City wage policy confounds council, upsets unions
City wage policy confounds council, upsets unions
When Vice Mayor Rob Bonta asked his fellow City Council members to require Alameda to pay prevailing wages on its public works projects, some expressed surprise. They thought the city already had one.
“I thought it was very clear that Alameda followed prevailing wage,” City Councilwoman Beverly Johnson said.
A 1996 resolution supporting prevailing wage laws and “reaffirming commitment to uphold prevailing wage requirements on city public work projects” declared the council’s “unwavering commitment to uphold prevailing wage requirements on City public works projects.” And in 2004, city leaders voted to send a letter to the state supporting the prevailing wage concept.

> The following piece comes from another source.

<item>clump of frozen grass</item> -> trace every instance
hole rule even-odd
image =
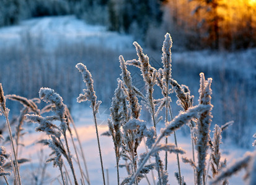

But city staff interpreted the council’s actions differently. They said that while the council may have supported the concept of paying the going rate for construction jobs funded with local dollars, they never formally adopted rules requiring the city to pay them – and Alameda hasn’t been.

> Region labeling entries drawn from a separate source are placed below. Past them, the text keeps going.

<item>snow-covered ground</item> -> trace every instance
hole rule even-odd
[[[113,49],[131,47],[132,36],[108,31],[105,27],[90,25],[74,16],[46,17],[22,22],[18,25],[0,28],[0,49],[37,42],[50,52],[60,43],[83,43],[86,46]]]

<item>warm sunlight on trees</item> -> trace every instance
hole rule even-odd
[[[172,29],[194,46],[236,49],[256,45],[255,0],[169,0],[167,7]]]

“There was never a requirement that we pay prevailing wage,” Public Works Director Matt Naclerio said. “From 1996 until now, that’s the way the city has operated.”
The city’s stance has been questioned by local unions and has led to a state complaint from a Sacramento-based group that monitors contracting practices. The Foundation for Fair Contracting has filed a complaint with the California Labor Commissioner challenging Alameda’s failure to provide prevailing wages on local public works jobs, executive director Bryan Berthiaume said.
Berthiaume also said he plans challenge the city’s decision to contract out a pair of construction jobs without requiring the contractor to pay prevailing wages in a filing with the state Department of Industrial Relations.
City Manager John Russo said on February 21 that he’d issue an administrative order requiring the city to pay prevailing wages on locally funded public works projects while a wage ordinance is drafted. Meanwhile, the California Supreme Court is set to consider a case that could eliminate locals’ power to choose.
Projects funded with federal and state money are required to use workers who are paid prevailing wages, which are set according to profession and region. Leaders of charter cities like Alameda have local discretion over whether to pay those rates for locally funded projects, though the use of that discretion is often a matter of dispute, according to an attorney with the Department of Industrial Relations.
Bonta said he discovered the city wasn’t paying prevailing wages on all of its construction projects in early February, when city leaders, city staff and union leaders sat down to discuss a citywide project labor agreement that would cover wages and other items. He said some people who attended the meeting believed the city had rules in place, but city staff disagreed.
Eight years after the passage of the 1996 resolution, the council voted to send the state a letter supporting the concept of a statewide prevailing wage, meeting minutes show. But at that time, Alameda’s city attorney told the council the city never set a prevailing wage policy, and that the letter they were set to approve wouldn’t create one either, the minutes showed.
Naclerio said paying prevailing wages on public works projects increases their cost by 4 to 12 percent, though members of the council said paying prevailing wages doesn’t substantially increase the cost of such projects. City staff, who asked the council not to impose local prevailing wage rules, made the same argument in 2004.
Mike Croll of Operating Engineers No. 3 learned the city wasn’t paying prevailing wages when he asked the city about a public works project being conducted near the union’s South Loop Road offices. He said the union requested certified payrolls from the city showing prevailing wages were paid and was denied because the city claimed an exemption from the rule.
“We were just blown away,” Croll said.
Naclerio said the majority of the city’s capital improvement projects are funded locally, as are sewer projects, on which the city is spending $7 million a year. He said staff are holding off on a $1.5 million street resurfacing project in order to include a prevailing wage requirement in the contract.
Naclerio said he’s not sure whether the city would have been required to pay prevailing wages on the road project, which may be funded with Measure B transportation funds and state gas tax money, though Croll said that a project that uses any funds not generated in the city needs to pay prevailing wages.
The Department of Industrial Relations attorney, who asked not to be named because he hadn’t gotten clearance to be quoted from the department’s media representatives, said that if any money for a project comes from outside a city, their exemption from prevailing wage rules probably doesn’t apply. He said the department has ruled administratively against cities that have used gas tax funds, for instance, on projects where prevailing wages weren’t paid.
Johnson said the apparent confusion over the rules made her wonder if city staff needs more oversight to ensure they follow through on council decisions, though Naclerio called council members’ assertions about the wage rules a “reinterpretation” of earlier council actions.
Nevertheless, Johnson said she’s on board with an ordinance that will require contractors who handle all of the city’s construction projects to pay prevailing wages, and Bonta is pressing ahead with the wage ordinance, which he said will make those intentions crystal clear.
“I think you need more than one line to provide the guidance and clarity for how it’s going to be used. So that’s what we’re going to get,” Bonta said.